Are there certain Earthly places you are drawn to?  Maybe it’s a place you have visited many times which continues to amaze and inspire and enchant you.  Maybe it’s a place where you feel “right” when you are there, in harmony with the world.  Maybe it’s a place you have not yet visited in this lifetime which calls to you in your imagination, in your dreams.

Dear ones, we are made of energy and that energy is profoundly affected by the energy of the places in our phenomenal world.  So when we connect with  the energy of a  place – whether by its physical proximity or by the boundless travels of our dreams, a relationship is made which supports and empowers us.  (We may even connect with places via our presence there in previous lives.)  This is rock medicine, tree medicine, sky medicine, water medicine – the medicine of our Mother, the Earth.

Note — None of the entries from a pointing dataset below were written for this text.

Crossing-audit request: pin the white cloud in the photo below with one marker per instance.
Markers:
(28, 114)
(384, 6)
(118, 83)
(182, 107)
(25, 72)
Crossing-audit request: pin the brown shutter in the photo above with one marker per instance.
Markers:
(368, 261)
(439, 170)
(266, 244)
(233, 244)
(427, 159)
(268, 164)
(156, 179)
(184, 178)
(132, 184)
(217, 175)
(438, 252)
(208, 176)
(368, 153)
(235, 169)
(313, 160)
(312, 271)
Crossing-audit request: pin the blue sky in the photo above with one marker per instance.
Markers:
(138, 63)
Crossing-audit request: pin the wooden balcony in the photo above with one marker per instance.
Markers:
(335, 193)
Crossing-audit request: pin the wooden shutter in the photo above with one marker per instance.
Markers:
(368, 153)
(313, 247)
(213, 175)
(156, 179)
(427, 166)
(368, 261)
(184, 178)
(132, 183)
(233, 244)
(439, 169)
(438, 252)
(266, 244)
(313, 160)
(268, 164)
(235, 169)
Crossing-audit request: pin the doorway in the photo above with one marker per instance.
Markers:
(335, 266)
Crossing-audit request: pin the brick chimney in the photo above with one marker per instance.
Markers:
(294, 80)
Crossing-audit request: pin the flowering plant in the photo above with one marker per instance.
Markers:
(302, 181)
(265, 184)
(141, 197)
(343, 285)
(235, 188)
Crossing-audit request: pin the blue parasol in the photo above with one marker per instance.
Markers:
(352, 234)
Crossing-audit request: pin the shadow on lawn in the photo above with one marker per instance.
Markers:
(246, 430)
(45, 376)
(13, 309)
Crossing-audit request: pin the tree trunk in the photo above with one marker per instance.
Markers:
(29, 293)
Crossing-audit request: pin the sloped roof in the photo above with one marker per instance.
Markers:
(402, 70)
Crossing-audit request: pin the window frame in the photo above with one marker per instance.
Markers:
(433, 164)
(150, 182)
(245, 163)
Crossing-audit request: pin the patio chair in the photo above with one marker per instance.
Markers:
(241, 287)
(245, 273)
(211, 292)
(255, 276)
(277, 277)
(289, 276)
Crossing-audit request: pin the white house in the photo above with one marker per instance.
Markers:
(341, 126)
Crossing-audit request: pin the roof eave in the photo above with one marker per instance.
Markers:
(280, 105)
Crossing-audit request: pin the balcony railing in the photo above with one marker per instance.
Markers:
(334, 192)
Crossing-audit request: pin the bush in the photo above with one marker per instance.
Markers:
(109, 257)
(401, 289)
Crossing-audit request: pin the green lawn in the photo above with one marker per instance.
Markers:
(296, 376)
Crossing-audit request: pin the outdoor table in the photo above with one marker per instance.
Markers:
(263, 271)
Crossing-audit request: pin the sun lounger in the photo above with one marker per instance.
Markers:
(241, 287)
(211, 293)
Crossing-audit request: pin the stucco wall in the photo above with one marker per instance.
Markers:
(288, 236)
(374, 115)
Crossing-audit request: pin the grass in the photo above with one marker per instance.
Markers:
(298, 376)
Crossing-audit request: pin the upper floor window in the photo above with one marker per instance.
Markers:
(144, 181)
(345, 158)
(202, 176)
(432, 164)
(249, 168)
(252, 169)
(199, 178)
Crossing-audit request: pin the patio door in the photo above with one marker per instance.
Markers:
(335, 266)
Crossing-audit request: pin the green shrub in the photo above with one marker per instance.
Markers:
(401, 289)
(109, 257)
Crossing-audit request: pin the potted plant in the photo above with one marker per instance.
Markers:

A place special to Lisa and me is the sublime red rock country of Sedona, Arizona.  We keep going back, simply to BE there.   Yesterday the clouds hid the Sun all day but just before dark they parted and His beams illuminated brilliantly the spectacular stone temples of this magical place.  What a blessing to be with such glory!!

Wherever the places of power are that call to you, Go to them.  Whether you travel by foot or car or plane or train, or whether you travel by book or dream or wild imagination, Go to them.  They await you with their serenity, their beauty, and their healing presence.  These are sacred spaces and they are there for you, in whatever way you seek them.  May the Blessings BE with you always.